Error in coverage_plots_chromosomes

KolmogorovLab / Wakhan

Haplotype-specific somatic copy number aberrations/profiling from long reads sequencing data

MIT License

27 stars 0 forks source link

Error in coverage_plots_chromosomes #6

Closed xwBio closed 3 weeks ago

xwBio commented 8 months ago

Dear,

I encountered an error when running this software. Could you please help me resolve it? Thank you in advance.

" DEBUG:root:chr1: Ignoring centromere at 499 of 4980 bins (size 1) DEBUG:root:chr1: Ignoring centromere at 499 of 4980 bins (size 1) Traceback (most recent call last): File "/Wakhan-main/src/main.py", line 268, in main() File "/Wakhan-main/src/main.py", line 227, in main coverage_plots_chromosomes(csv_df_coverage, csv_df_phasesets, arguments, thread_pool) File "/Wakhan-main/src/plots.py", line 294, in coverage_plots_chromosomes add_histo_clusters_plot(df_cnr_hp1.log2.values.tolist(), df_cnr_hp2.log2.values.tolist(), states, centers, stdev, arguments, chrom, html_graphs) File "/storage/yangjianLab/sunxiwei/software/Wakhan-main/src/plots.py", line 1003, in add_histo_clusters_plot fig.add_trace(go.Scatter(x=xn, y=yn, mode='markers', marker=dict(color=cdict[g]), name=ldict[g], opacity=0.7, ), KeyError: 10" "

Best regards, Xiwei

tahashmi commented 8 months ago

Sure, I will debug it, but you can just comment this line and rerun it, it will not effect any functionality. It's just for an extra debug.

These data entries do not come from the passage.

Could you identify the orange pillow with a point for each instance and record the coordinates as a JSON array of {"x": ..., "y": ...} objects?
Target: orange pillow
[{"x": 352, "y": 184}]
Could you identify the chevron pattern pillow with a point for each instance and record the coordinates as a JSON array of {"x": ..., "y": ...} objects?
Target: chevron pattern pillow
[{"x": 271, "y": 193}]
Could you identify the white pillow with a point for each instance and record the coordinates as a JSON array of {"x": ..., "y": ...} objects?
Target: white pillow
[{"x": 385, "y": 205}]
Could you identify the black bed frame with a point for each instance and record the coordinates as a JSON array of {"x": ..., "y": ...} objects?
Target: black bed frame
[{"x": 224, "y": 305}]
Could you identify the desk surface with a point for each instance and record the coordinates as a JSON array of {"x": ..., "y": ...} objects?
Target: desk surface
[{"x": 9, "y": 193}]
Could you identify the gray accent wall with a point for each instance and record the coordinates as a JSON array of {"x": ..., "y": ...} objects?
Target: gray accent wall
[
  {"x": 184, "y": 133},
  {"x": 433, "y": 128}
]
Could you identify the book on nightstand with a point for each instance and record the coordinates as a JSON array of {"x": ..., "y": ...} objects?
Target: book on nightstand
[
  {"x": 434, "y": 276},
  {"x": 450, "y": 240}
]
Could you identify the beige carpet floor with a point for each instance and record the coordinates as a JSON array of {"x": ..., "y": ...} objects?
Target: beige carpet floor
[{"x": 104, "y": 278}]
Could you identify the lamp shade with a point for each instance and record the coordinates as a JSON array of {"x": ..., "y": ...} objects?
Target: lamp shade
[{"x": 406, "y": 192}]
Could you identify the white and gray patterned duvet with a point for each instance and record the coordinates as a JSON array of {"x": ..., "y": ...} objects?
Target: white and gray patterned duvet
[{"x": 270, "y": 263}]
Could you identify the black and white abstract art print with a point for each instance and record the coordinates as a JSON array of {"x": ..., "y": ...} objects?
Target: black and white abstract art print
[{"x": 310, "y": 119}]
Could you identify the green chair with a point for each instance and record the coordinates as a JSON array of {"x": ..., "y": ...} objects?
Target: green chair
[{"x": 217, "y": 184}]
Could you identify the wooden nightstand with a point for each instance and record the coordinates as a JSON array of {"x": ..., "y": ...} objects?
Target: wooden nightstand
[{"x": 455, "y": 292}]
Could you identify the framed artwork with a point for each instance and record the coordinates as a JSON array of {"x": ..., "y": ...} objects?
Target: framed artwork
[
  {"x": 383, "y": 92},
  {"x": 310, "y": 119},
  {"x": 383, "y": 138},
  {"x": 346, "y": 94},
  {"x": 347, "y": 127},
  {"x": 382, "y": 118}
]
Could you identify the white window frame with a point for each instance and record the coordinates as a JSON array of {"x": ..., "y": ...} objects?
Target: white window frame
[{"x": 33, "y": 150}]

tahashmi commented 8 months ago

Hi, are you using the latest repo , its already disabled there. Please use the main latest repo. Thanks!

xwBio commented 8 months ago

Hi, are you using the latest repo , its already disabled there. Please use the main latest repo. Thanks!

Dear,

After running the software with the latest version, the previous issue has been resolved.

Thank you very much.

Best regards, Xiwei

xwBio commented 8 months ago

Dear,

However, upon using the updated version, I've come across another error below.

" DEBUG:root:chr22: Ignoring centromere at 103 of 1017 bins (size 1) INFO:root:Generating coverage/copy numbers plots genome wide Traceback (most recent call last): File "/storage/yangjianLab/sunxiwei/software/Wakhan-main/src/main.py", line 295, in main() File "/storage/yangjianLab/sunxiwei/software/Wakhan-main/src/main.py", line 283, in main integer_fractional_means = integer_fractional_cluster_means(arguments, df_segs_hp1, df_segs_hp2, centers) File "/storage/yangjianLab/sunxiwei/software/Wakhan-main/src/utils.py", line 499, in integer_fractional_cluster_means integer_centers, fractional_centers = detect_first_copy_integers_fractional_cluster_means(arguments, df_segs_hp1, df_segs_hp2, centers) File "/storage/yangjianLab/sunxiwei/software/Wakhan-main/src/utils.py", line 450, in detect_first_copy_integers_fractional_cluster_means first_copy = centers[sumsup.index(sorted(sumsup, reverse=True)[1])] IndexError: list index out of range

Best regards, Xiwei

tahashmi commented 8 months ago

Can you help me in debug? I think centers value is NULL or something else is wrong.

Copy coverage.csv, coverage_ps.csv and <Your genome name>_SNPs.csv files from data/ output dir (it should be in src) of your current run to some separate directory i.e., /home/abc/dry_run_data.
I have just update dry_run command, so git clone the latest code somewhere else
Print some data by adding following in main.py after line:
```
print(df_segs_hp1)
print(df_segs_hp2)
print(centers)
```
Then run again the code with adding this command additional to what you use already: --dryrun True --dryrun-path <This is the path where you copied CSVs files in step-1, ie. like, /home/abc/dry_run_data/>
Please show me the log then.

Dry run will be quick, it will use existing coverage/pileup data.

Thanks!

xwBio commented 7 months ago

Dear,

Please find the debug output. Wakhan_debug_out.txt

Best regards, Xiwei

tahashmi commented 7 months ago

Thanks. Looks like somehow correct means are not being provided to HMM. Are you using --phaseblock-flipping-enable True ? Then enabling --phaseblocks-enable True will help to see the phaseblocks.

Can you try running again this dryrun with inserting following means/stdev above this line:

means = [0, 5.5, 13, 22, 28, 32]
stdev = [1, 5, 5, 5, 5, 5]

After this, if possible looking at <genome_name>_genome_copynumber.html will help how the coverage looks like.

xwBio commented 7 months ago

It worked. Thank you.

Additionally, as I cannot find a manual, could you kindly provide some guidance on how this software works?